# Gila Monster (Heela Monster)



## webspinner (May 1, 2004)

Hey anybody out there keep these or know anybody who does? :?


----------



## tarantulakeeper (May 1, 2004)

In Arizona they're restricted and you must have a special license.  My wife and I came across one this past March wandering through the grounds of the Boyce Thompson Arboritum east of Phoenix.   John


----------



## webspinner (May 2, 2004)

My other question is, how come it is easier to obtain Hot snakes than it is a Gila Monster? You or I hardly hear of people owning one, (Gila Monster).


----------



## Tony (May 2, 2004)

Well I guarentee I will own one someday somehow...When I get the $1500-$2000 for a nicely patterned Seward baby...
Someday,,
T


----------



## David_F (May 2, 2004)

webspinner said:
			
		

> My other question is, how come it is easier to obtain Hot snakes than it is a Gila Monster? You or I hardly hear of people owning one, (Gila Monster).

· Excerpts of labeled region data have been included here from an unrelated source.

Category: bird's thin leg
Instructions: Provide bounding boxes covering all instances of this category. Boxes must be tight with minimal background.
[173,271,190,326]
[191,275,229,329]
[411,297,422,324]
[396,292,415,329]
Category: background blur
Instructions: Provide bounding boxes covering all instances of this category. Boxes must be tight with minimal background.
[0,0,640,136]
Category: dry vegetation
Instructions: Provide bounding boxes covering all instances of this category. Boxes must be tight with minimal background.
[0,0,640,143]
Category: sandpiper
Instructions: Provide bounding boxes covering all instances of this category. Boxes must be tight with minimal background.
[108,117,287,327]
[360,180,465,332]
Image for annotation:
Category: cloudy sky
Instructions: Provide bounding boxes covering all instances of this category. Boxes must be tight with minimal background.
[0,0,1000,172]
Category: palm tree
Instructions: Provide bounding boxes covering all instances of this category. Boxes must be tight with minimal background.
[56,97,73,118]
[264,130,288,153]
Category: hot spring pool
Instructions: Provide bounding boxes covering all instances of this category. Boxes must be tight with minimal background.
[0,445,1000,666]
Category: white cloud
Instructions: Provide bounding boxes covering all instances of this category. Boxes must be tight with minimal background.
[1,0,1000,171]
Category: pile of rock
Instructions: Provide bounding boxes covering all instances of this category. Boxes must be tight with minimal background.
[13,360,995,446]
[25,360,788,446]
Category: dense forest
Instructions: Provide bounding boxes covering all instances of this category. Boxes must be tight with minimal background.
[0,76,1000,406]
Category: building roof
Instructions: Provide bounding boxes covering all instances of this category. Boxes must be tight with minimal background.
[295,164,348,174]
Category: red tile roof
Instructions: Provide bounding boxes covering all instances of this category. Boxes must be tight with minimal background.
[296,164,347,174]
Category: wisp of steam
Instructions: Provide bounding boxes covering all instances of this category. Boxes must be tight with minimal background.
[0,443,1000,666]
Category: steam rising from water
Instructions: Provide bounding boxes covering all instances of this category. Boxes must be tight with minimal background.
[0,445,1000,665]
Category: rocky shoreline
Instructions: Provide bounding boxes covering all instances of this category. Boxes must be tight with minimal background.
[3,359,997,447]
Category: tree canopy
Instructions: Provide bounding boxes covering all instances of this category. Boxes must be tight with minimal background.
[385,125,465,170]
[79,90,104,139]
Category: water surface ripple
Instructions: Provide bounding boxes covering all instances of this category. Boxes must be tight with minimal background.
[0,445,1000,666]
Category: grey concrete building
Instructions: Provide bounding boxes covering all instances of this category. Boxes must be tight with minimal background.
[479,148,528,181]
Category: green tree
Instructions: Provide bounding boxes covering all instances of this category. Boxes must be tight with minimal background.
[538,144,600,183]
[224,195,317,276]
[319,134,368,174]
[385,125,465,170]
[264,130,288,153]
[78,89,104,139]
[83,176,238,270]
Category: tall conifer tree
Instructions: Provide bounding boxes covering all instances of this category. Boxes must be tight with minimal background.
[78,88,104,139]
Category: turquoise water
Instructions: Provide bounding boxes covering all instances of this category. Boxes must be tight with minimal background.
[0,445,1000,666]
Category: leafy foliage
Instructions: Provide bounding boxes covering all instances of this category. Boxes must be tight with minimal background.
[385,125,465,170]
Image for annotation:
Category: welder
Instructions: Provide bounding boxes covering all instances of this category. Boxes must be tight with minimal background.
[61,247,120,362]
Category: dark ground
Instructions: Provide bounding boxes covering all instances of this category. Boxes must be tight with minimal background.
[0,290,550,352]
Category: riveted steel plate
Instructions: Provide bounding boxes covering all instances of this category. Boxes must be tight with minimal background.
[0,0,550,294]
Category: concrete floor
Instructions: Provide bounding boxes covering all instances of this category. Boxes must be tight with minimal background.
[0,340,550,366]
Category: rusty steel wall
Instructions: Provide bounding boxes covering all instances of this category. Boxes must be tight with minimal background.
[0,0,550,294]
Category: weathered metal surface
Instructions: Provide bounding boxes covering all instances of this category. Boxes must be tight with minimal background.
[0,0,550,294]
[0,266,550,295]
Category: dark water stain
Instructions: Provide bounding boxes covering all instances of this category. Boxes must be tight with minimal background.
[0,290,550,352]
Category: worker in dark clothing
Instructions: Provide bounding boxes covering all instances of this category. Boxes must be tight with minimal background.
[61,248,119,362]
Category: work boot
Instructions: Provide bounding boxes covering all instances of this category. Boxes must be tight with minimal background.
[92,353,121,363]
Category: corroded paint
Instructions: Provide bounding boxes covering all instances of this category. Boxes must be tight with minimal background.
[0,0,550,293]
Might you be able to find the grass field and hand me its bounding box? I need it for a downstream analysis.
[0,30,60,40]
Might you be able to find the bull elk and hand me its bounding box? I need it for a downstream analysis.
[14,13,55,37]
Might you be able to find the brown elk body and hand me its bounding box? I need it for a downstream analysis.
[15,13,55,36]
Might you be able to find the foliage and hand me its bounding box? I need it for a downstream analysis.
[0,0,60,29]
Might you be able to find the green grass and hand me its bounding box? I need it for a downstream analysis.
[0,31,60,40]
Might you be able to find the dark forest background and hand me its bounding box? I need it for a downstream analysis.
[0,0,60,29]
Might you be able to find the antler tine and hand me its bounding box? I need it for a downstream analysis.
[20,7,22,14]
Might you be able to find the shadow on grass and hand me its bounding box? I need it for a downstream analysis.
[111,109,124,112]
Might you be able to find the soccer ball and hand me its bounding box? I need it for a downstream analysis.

I'm definitely not an expert but I would guess since these animals are protected in the areas where they are native (which I think is a pretty small area in the US) not many people are keeping/breeding them.  I have priced them and they are very expensive.  Makes me think a) not many people collect them due to expense and/or b) they are hard to breed.  Most hot NA snakes are pretty common (I know not all are) and there are captive breeding programs going so they are a bit easier to find.  Again, I don't really have any facts to back up what I'm saying, just going by what I've deduced from reading.  Please feel free to rip me a new one if I'm totally off base.


----------



## Immortal_sin (May 2, 2004)

I've always been fascinated by Gila monsters, so I looked them up on the web. You can buy them, but they are super expensive. Also, I think they are hard to breed, like Phaedrus mentioned. Another thing I remember reading is they are extremely difficult to sex as well...I think you have to have ultrasound equipment to do it properly. 
However, don't quote me on the above, I have a bad memory too!


----------